Manage job inputs

The core experience of Launch is easily experimenting with different job inputs like hyperparameters and datasets, and routing these jobs to appropriate hardware. Once a job is created, users beyond the original author can adjust these inputs via the W&B GUI or CLI. For information on how job inputs can be set when launching from the CLI or UI, see the Enqueue jobs guide.

This section describes how to programmatically control the inputs that can be tweaked for a job.

By default, W&B jobs capture the entire Run.config as the inputs to a job, but the Launch SDK provides a function to control select keys in the run config or to specify JSON or YAML files as inputs.

Reconfigure the Run object

The Run object returned by wandb.init in a job can be reconfigured, by default. The Launch SDK provides a way to customize what parts of the Run.config object can be reconfigured when launching the job.

import wandb
from wandb.sdk import launch

# Required for launch sdk use.
wandb.require("core")

config = {
    "trainer": {
        "learning_rate": 0.01,
        "batch_size": 32,
        "model": "resnet",
        "dataset": "cifar10",
        "private": {
            "key": "value",
        },
    },
    "seed": 42,
}


with wandb.init(config=config):
    launch.manage_wandb_config(
        include=["trainer"], 
        exclude=["trainer.private"],
    )
    # Etc.

The function launch.manage_wandb_config configures the job to accept input values for the Run.config object. The optional include and exclude options take path prefixes within the nested config object. This can be useful if, for example, a job uses a library whose options you don’t want to expose to end users.

If include prefixes are provided, only paths within the config that match an include prefix will accept input values. If exclude prefixes are provided, no paths that match the exclude list will be filtered out of the input values. If a path matches both an include and an exclude prefix, the exclude prefix will take precedence.

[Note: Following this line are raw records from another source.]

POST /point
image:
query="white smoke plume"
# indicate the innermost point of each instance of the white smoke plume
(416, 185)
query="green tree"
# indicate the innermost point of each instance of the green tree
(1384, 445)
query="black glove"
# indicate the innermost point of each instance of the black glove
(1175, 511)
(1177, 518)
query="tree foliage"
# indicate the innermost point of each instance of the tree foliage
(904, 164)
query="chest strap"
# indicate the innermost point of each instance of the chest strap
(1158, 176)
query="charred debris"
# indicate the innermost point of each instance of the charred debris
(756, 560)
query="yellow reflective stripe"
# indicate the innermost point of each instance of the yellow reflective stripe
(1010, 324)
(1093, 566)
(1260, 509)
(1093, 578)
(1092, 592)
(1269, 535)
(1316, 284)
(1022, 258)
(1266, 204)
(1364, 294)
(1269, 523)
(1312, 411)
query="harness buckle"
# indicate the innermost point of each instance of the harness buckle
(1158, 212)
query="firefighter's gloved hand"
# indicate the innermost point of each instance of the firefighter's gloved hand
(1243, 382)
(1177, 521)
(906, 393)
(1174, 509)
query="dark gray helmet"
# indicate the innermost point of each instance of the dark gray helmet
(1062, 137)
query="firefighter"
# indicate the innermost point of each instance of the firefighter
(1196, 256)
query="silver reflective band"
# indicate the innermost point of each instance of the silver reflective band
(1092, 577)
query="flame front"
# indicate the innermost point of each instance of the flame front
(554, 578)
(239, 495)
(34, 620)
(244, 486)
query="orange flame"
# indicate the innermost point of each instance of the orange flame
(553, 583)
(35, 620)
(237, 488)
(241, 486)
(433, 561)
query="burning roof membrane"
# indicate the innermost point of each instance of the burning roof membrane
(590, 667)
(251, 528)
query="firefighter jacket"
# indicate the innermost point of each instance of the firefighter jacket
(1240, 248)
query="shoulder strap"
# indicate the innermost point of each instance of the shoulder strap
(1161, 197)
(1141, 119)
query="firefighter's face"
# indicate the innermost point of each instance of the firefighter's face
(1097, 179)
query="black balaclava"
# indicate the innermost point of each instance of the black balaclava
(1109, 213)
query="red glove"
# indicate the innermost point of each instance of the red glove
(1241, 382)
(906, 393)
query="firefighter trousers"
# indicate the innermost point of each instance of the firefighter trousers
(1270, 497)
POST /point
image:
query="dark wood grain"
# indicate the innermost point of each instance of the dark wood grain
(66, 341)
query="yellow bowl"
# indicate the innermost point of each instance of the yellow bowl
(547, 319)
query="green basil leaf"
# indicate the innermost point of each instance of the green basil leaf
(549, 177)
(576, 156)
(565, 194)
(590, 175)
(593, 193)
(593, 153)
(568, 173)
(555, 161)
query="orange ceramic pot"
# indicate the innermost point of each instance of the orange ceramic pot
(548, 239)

In the preceding example, the path ["trainer.private"] will filter out the private key from the trainer object, and the path ["trainer"] will filter out all keys not under the trainer object.

If the code above is packaged and run as a job, the input types of the job will be:

{
    "trainer": {
        "learning_rate": "float",
        "batch_size": "int",
        "model": "str",
        "dataset": "str",
    },
}

When launching the job from the W&B CLI or UI, the user will be able to override only the four trainer parameters.

Access run config inputs

Jobs launched with run config inputs can access the input values through the Run.config. The Run returned by wandb.init in the job code will have the input values automatically set. Use

from wandb.sdk import launch

run_config_overrides = launch.load_wandb_config()

to load the run config input values anywhere in the job code.

Reconfigure a file

The Launch SDK also provides a way to manage input values stored in config files in the job code. This is a common pattern in many deep learning and large language model use cases, like this torchtune example or this Axolotl config).

The launch.manage_config_file function can be used to add a config file as an input to the Launch job, giving you access to edit values within the config file when launching the job.

By default, no run config inputs will be captured if launch.manage_config_file is used. Calling launch.manage_wandb_config overrides this behavior.

Consider the following example:

import yaml
import wandb
from wandb.sdk import launch

# Required for launch sdk use.
wandb.require("core")

launch.manage_config_file("config.yaml")

with open("config.yaml", "r") as f:
    config = yaml.safe_load(f)

with wandb.init(config=config):
    # Etc.
    pass

Imagine the code is run with an adjacent file config.yaml:

learning_rate: 0.01
batch_size: 32
model: resnet
dataset: cifar10

The call to launch.manage_config_file will add the config.yaml file as an input to the job, making it reconfigurable when launching from the W&B CLI or UI.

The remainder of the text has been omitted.